5) Having a birth plan is enough communication of your preferences. Birth time is NOT battle time. While you are in labor, you don’t need to be using that time to negotiate over the things that are important to you. While nobody knows what your birth will be like, you need to go over your preferences with your doctor or midwife. They should be willing to listen to your concerns and what’s important to you. If they are dismissive or tell you what you want won’t matter, it’s time to think about finding a provider who will be flexible (as you should be, too) to wait until labor unfolds.
6) You won’t need any postpartum help. A new baby is way more overwhelming than most people expect. The baby takes a lot of care and attention, and mom will need 2-4 weeks to really recover from birth, so everything else can quickly get out of hand. Groceries need bought, food needs made, dishes need to get done, laundry needs washed, etc., etc., etc. Ask for help! If you can’t coordinate help via friends, family, coworkers, or church community, then consider hiring a postpartum doula.

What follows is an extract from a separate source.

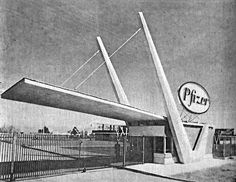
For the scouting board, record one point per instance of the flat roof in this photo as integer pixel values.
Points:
(34, 92)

7) Your baby’s doctor will help you achieve your breastfeeding goals. The reality is, very few pediatricians covered breastfeeding for more than a few hours in med school. They don’t often seek out breastfeeding education after they start practicing, either. When you take the lack of knowledge base, a common desire to be able to measure every single thing, including how much a baby is eating, and an inherent distrust in the ability of women’s bodies, it’s no wonder so many women give up breastfeeding at the direction of the pediatrician. Some providers so have a passion for breastfeeding, so choose that doctor or nurse practitioner very, very carefully.
Those were the ones I came up with. What else did I miss?